Complete step-by-step answer:
The given expression is,
\[y=(1+{{x}^{2}}){{\tan }^{-1}}x\]
Now we will find the first order derivative of the given expression, so we will differentiate the given expression with respect to $'x'$, we get
$\Rightarrow$ \[\dfrac{d}{dx}\left( y \right)=\dfrac{d}{dx}\left[ (1+{{x}^{2}}){{\tan }^{-1}}x \right]\]
We know the product rule as, \[\dfrac{d}{dx}\left( u\cdot v\right) = u\dfrac{d}{dx}v+v\dfrac{d}{dx}u\], applying this formula in the above equation, we get
$\Rightarrow$ \[\dfrac{dy}{dx}=(1+{{x}^{2}})\dfrac{d}{dx}\left[ {{\tan }^{-1}}x \right]+{{\tan }^{-1}}x\dfrac{d}{dx}\left[ (1+{{x}^{2}}) \right]\]
Now we will apply the the sum rule of differentiation, i.e., differentiation of sum of two functions is same as the sum of individual differentiation of the functions, i.e., $\dfrac{d}{dx}(u+v)=\dfrac{d}{x}(u)+\dfrac{d}{x}(v)$, applying this formula in the above equation, we get
$\Rightarrow$ \[\dfrac{dy}{dx}=(1+{{x}^{2}})\dfrac{d}{dx}\left[ {{\tan }^{-1}}x \right]+{{\tan }^{-1}}x\left[\dfrac{d}{dx}(1)+\dfrac{d}{dx}\left[ {{x}^{2}} \right] \right]\]
Now we know the formula, $\dfrac{d}{dx}({{\tan }^{-1}}x)=\dfrac{1}{1+{{x}^{2}}}$, applying this formula, the above equation becomes,
$\Rightarrow$ \[\dfrac{dy}{dx}=(1+{{x}^{2}})\cdot \dfrac{1}{(1+{{x}^{2}})}+{{\tan }^{-1}}x\left[ \dfrac{d}{dx}(1)+\dfrac{d}{dx}\left[ {{x}^{2}} \right] \right]\]
Now we know $\dfrac{d}{dx}({{x}^{n}})=n{{x}^{n-1}}$ and derivative of a constant is always zero, applying this formula, the above equation becomes,
$\Rightarrow$ \[\dfrac{dy}{dx}=2x\cdot {{\tan }^{-1}}x+(1+{{x}^{2}})\cdot \dfrac{1}{(1+{{x}^{2}})}\]
Cancelling the like terms, we get
\[\Rightarrow \dfrac{dy}{dx}=2x\cdot {{\tan }^{-1}}x+1...........(i)\]
Now we will find the second order derivative.
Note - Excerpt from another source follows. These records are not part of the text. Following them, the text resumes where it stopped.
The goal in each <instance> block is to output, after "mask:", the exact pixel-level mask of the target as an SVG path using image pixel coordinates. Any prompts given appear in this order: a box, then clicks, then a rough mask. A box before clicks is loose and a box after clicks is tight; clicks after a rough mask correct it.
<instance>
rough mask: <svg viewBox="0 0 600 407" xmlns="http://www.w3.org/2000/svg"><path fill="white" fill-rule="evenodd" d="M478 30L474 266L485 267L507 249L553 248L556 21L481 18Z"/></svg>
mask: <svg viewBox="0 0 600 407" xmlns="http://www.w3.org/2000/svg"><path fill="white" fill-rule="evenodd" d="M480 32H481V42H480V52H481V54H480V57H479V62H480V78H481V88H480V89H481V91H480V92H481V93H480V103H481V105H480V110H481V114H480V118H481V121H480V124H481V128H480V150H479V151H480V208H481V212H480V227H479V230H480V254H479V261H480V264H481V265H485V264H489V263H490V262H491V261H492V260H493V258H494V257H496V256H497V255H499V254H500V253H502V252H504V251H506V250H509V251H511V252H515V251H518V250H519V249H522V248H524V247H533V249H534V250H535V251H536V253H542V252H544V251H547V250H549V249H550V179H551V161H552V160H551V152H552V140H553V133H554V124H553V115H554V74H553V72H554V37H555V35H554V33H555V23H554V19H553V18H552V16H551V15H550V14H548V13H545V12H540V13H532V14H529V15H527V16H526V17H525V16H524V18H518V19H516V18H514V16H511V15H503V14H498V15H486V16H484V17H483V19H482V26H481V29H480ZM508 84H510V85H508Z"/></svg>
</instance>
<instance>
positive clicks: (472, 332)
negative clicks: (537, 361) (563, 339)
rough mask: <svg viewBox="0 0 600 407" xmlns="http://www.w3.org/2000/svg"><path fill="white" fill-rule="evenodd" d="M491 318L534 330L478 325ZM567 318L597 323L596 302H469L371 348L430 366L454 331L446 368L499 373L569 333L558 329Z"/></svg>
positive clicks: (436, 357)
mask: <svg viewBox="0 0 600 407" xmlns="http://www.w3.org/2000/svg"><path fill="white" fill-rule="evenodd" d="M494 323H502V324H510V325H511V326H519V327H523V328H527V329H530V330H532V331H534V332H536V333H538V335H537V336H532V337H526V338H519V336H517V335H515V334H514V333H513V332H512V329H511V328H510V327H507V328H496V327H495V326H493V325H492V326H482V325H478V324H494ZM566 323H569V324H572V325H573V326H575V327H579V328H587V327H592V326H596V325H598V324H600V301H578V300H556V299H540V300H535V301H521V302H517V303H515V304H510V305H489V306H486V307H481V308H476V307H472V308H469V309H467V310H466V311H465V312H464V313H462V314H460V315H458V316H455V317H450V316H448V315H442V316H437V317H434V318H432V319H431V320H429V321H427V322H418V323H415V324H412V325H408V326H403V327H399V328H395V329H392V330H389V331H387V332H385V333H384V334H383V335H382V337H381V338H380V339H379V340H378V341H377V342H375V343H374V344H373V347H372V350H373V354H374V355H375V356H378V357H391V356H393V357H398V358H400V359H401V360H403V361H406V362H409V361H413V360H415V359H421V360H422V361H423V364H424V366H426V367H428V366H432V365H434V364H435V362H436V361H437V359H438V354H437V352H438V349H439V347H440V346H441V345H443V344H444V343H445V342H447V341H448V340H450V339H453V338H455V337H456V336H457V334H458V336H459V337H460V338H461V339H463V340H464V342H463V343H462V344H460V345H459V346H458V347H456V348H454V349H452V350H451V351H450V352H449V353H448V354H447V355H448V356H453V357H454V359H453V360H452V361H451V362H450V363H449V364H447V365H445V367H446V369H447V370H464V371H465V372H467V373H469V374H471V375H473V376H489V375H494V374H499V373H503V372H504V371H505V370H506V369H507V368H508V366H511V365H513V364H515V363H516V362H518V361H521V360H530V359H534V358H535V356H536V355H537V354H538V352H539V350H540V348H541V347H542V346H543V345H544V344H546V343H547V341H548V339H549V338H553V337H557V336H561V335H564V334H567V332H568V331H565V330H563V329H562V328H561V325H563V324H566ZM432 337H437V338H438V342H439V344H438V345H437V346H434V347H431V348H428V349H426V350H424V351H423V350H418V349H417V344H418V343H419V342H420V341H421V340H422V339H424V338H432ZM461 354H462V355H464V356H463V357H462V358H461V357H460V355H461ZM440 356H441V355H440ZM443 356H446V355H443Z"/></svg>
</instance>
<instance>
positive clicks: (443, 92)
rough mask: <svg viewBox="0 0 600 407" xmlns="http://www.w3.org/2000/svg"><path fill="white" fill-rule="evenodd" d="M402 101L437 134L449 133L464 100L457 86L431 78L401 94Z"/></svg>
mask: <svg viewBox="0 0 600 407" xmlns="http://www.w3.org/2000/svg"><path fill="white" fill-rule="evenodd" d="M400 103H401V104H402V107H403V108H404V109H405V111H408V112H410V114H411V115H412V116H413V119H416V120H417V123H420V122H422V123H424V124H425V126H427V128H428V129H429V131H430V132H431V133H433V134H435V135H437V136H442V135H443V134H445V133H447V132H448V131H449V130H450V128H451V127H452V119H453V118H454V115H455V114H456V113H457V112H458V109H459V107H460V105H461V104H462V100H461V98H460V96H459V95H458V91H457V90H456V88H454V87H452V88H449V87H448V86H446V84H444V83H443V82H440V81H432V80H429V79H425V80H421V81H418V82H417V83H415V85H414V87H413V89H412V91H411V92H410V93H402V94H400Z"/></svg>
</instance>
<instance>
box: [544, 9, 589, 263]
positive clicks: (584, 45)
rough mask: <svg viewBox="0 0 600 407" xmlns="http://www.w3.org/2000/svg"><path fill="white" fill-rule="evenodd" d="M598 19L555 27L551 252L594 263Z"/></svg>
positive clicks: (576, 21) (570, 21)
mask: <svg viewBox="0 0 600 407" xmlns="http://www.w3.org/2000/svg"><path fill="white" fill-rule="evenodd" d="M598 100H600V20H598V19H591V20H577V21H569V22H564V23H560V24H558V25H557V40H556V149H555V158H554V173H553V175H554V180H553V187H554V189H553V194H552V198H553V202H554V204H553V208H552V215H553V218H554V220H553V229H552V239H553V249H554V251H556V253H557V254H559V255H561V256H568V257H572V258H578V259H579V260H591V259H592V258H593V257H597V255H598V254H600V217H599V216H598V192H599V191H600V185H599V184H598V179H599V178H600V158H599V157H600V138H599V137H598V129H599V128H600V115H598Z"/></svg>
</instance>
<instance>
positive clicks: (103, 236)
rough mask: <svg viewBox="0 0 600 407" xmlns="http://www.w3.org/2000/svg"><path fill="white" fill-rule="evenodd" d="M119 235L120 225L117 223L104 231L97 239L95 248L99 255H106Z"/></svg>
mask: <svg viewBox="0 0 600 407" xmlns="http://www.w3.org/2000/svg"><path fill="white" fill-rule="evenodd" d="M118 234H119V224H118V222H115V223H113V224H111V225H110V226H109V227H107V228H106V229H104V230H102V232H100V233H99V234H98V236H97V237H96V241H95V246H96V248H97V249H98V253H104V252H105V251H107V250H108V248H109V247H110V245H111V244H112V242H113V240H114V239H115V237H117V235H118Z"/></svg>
For that we will again differentiate the above
equation with respect to $'x'$, we get
$\Rightarrow$ \[\dfrac{d}{dx}\left( \dfrac{dy}{dx} \right)=\dfrac{d}{dx}\left( 2x\cdot {{\tan }^{-1}}x+1\right)\]
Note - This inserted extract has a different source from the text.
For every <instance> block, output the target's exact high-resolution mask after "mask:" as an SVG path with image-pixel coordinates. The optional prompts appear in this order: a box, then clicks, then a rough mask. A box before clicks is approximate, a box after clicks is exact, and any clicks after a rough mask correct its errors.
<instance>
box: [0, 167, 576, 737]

Now we will apply the the sum rule of differentiation, i.e., differentiation of sum of two functions is same as the sum of individual differentiation of the functions, i.e., $\dfrac{d}{dx}(u+v)=\dfrac{d}{x}(u)+\dfrac{d}{x}(v)$, applying this formula in the above equation, we get
$\Rightarrow$ \[\dfrac{{{d}^{2}}y}{d{{x}^{2}}}=\dfrac{d}{dx}\left( 2x\cdot {{\tan }^{-1}}x
\right)+\dfrac{d}{dx}\left( 1 \right)\]
Derivative of constant term is zero, so
$\Rightarrow$ \[\dfrac{{{d}^{2}}y}{d{{x}^{2}}}=\dfrac{d}{dx}\left( 2x\cdot {{\tan }^{-1}}x \right)+0\]
We know the product rule as, \[\dfrac{d}{dx}\left( u\cdot v\right) = u\dfrac{d}{dx}v+v\dfrac{d}{dx}u\], applying this formula in the above equation, we get
$\Rightarrow$ \[\dfrac{{{d}^{2}}y}{d{{x}^{2}}}=2x\dfrac{d}{dx}\left( {{\tan }^{-1}}x \right)+{{\tan }^{-1}}x\dfrac{d}{dx}(2x)\]
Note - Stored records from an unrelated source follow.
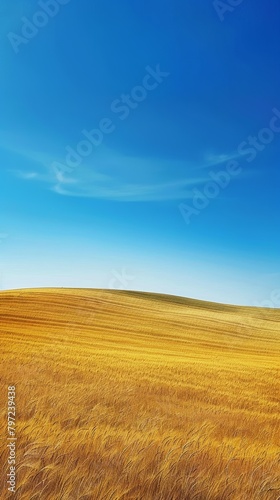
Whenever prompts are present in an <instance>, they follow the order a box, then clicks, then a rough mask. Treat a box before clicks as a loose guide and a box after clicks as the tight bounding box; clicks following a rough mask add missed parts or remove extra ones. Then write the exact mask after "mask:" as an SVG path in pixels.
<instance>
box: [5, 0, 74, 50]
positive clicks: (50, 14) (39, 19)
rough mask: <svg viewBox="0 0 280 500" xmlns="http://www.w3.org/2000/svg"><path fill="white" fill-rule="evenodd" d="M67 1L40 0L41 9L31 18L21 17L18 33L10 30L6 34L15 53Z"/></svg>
mask: <svg viewBox="0 0 280 500" xmlns="http://www.w3.org/2000/svg"><path fill="white" fill-rule="evenodd" d="M69 2H70V0H40V1H39V2H38V6H39V7H40V8H41V10H37V11H36V12H35V13H34V14H33V16H32V19H31V20H30V19H28V18H27V17H22V18H21V20H22V23H23V24H22V27H21V33H20V35H19V34H17V33H13V32H12V31H10V32H9V33H8V35H7V37H8V40H9V41H10V43H11V46H12V48H13V50H14V52H15V54H18V53H19V47H20V46H21V45H26V44H27V43H29V42H30V40H32V39H33V38H35V36H36V35H37V34H38V32H39V30H40V29H41V28H44V27H45V26H46V25H47V24H48V22H49V20H50V19H51V18H53V17H55V16H56V15H57V14H58V13H59V11H60V7H61V6H62V5H67V4H68V3H69Z"/></svg>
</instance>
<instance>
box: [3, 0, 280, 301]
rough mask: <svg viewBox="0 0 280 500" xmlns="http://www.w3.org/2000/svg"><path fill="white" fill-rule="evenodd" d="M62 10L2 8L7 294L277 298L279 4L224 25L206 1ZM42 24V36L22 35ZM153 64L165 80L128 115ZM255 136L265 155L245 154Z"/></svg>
mask: <svg viewBox="0 0 280 500" xmlns="http://www.w3.org/2000/svg"><path fill="white" fill-rule="evenodd" d="M61 3H63V2H62V0H61ZM64 3H65V5H60V6H59V12H57V14H56V15H53V17H51V16H48V15H47V14H46V17H45V18H42V17H41V18H40V16H39V17H38V16H37V14H38V11H40V10H42V9H41V7H40V2H39V3H38V2H35V1H31V0H30V1H27V0H26V1H23V0H13V2H11V1H10V0H2V2H1V8H0V12H1V27H0V35H1V46H0V47H1V61H2V71H1V81H0V95H1V114H0V120H1V125H0V169H1V170H0V185H1V190H2V194H1V201H0V204H1V214H0V273H1V282H0V284H1V288H2V289H10V288H24V287H44V286H69V287H98V288H126V289H135V290H145V291H155V292H164V293H172V294H177V295H183V296H188V297H194V298H200V299H206V300H213V301H218V302H226V303H235V304H248V305H254V304H259V303H260V302H262V301H264V300H267V299H269V298H270V296H271V293H272V291H273V290H274V289H276V288H280V285H279V277H280V252H279V250H280V248H279V247H280V235H279V209H280V196H279V194H280V193H279V180H280V174H279V168H280V165H279V158H280V70H279V61H280V30H279V25H280V4H279V2H278V1H276V0H275V1H273V0H271V2H269V6H268V5H267V4H265V3H264V2H263V0H244V1H243V2H241V3H240V5H239V6H237V7H236V8H231V11H226V12H225V13H224V20H223V21H221V20H220V18H219V15H218V13H217V11H216V10H215V6H214V5H213V2H212V1H210V0H209V1H208V0H204V1H203V2H202V1H198V0H188V1H186V0H172V1H171V0H167V1H163V0H160V1H159V0H152V1H151V2H139V1H136V0H122V1H121V2H115V1H113V0H95V1H92V0H79V1H78V0H70V1H68V3H67V0H64ZM225 3H226V2H225ZM42 4H47V0H41V5H42ZM34 16H35V19H36V20H37V19H38V20H39V22H40V21H41V22H42V23H44V22H45V26H42V27H40V28H39V29H38V32H37V30H36V31H35V34H34V33H33V34H32V33H31V35H30V31H29V32H27V34H28V33H29V35H30V38H29V39H27V38H17V37H19V36H21V37H22V36H23V34H24V33H25V34H26V31H24V30H26V27H24V25H25V23H26V21H25V20H23V19H22V18H27V19H29V20H32V19H33V18H34ZM36 16H37V17H36ZM44 19H45V21H44ZM29 30H30V27H29ZM16 52H17V53H16ZM157 65H159V67H160V70H161V71H162V72H164V73H165V76H164V77H162V82H156V80H155V79H153V77H150V79H149V84H150V86H153V87H155V88H153V89H150V90H148V91H147V92H146V96H145V97H144V94H142V97H143V100H142V101H141V102H140V101H138V102H137V103H136V101H135V100H133V99H132V101H131V98H130V103H131V102H132V105H131V109H130V108H129V107H126V108H125V109H126V110H124V109H123V110H122V112H121V110H120V101H121V100H122V99H123V97H122V96H123V95H131V94H132V95H137V92H138V95H140V97H141V89H140V90H139V88H138V90H135V87H136V88H137V87H139V86H142V82H143V79H144V78H145V76H146V75H147V74H148V72H149V71H155V69H156V67H157ZM147 67H149V68H150V70H147ZM167 74H168V75H167ZM153 83H154V84H155V83H157V85H152V84H153ZM139 92H140V94H139ZM126 106H127V105H126ZM132 108H133V109H132ZM275 109H276V110H279V117H278V118H277V116H276V115H275V111H273V110H275ZM274 116H275V117H276V118H275V119H274V121H273V122H271V120H272V118H273V117H274ZM122 118H123V119H122ZM104 119H108V120H110V122H109V123H110V130H111V131H110V133H107V134H103V135H104V136H103V138H102V140H101V141H99V142H100V144H99V145H94V146H93V147H92V152H91V154H89V155H88V156H84V157H83V158H82V160H81V161H80V162H77V165H76V166H74V167H73V166H72V167H73V168H71V169H70V168H69V165H68V168H67V164H66V154H67V150H66V148H67V147H70V148H73V149H74V150H76V148H77V145H78V144H79V142H80V141H82V140H85V136H84V135H83V133H82V131H83V130H87V131H90V130H91V129H98V128H99V124H100V121H101V120H104ZM276 119H277V120H278V121H276ZM271 123H273V126H274V128H275V130H274V132H272V131H271V129H270V130H268V131H267V130H266V131H265V132H262V129H263V128H270V126H271ZM276 128H278V131H276ZM258 134H261V137H262V138H264V141H266V144H265V145H264V144H263V143H262V142H259V139H258V142H257V143H254V144H256V145H254V146H248V141H249V140H252V139H249V137H250V136H252V137H257V136H258ZM240 145H241V146H240ZM248 147H251V152H250V153H249V152H248ZM252 148H253V149H252ZM258 149H259V150H258ZM233 160H234V161H236V162H238V165H239V170H238V172H239V173H238V174H237V175H234V176H231V177H230V182H229V183H228V185H227V187H226V188H225V189H222V188H220V192H219V194H217V195H216V196H215V197H213V198H212V199H210V200H208V201H209V202H208V205H207V206H206V207H205V208H204V209H201V210H199V213H197V212H196V213H195V214H193V215H192V216H191V217H190V219H189V221H190V223H189V224H187V221H186V217H184V216H183V214H182V204H183V206H184V207H185V208H184V210H183V211H184V213H186V210H188V208H187V209H186V207H192V206H193V203H194V193H195V192H196V193H197V191H195V190H199V191H200V192H203V190H205V189H208V188H207V186H209V185H208V183H209V182H210V181H212V179H211V175H210V172H212V173H213V172H215V173H217V172H220V171H225V170H226V168H227V167H228V165H229V162H232V161H233ZM58 163H59V164H60V167H58V166H57V164H58ZM78 163H79V164H78ZM54 166H56V168H54ZM180 208H181V209H180ZM126 275H127V276H126Z"/></svg>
Now we know the formula, $\dfrac{d}{dx}({{\tan }^{-1}}x)=\dfrac{1}{1+{{x}^{2}}}$, applying this formula, the above equation becomes,
$\Rightarrow$ \[\dfrac{{{d}^{2}}y}{d{{x}^{2}}}=2{{\tan }^{-1}}x+2x\cdot\dfrac{1}{1+{{x}^{2}}}\]
Taking the LCM, we get
$\Rightarrow$ \[\dfrac{{{d}^{2}}y}{d{{x}^{2}}}=\dfrac{2(1+{{x}^{2}}){{\tan }^{-1}}x+2x}{1+{{x}^{2}}}\]
But from the given expression we have, \[y=(1+{{x}^{2}}){{\tan }^{-1}}x\], substituting this value, the above equation becomes,
$\Rightarrow$ \[\dfrac{{{d}^{2}}y}{d{{x}^{2}}}=\dfrac{2\left( y+x \right)}{1+{{x}^{2}}}\]
This is the required answer.

Note: In differentiation questions we should carefully observe the question ask for differentiation with respect to which variable, sometimes its with respect to $x$ and sometimes it is with respect to $'y'$ . As in both cases we will get different answers.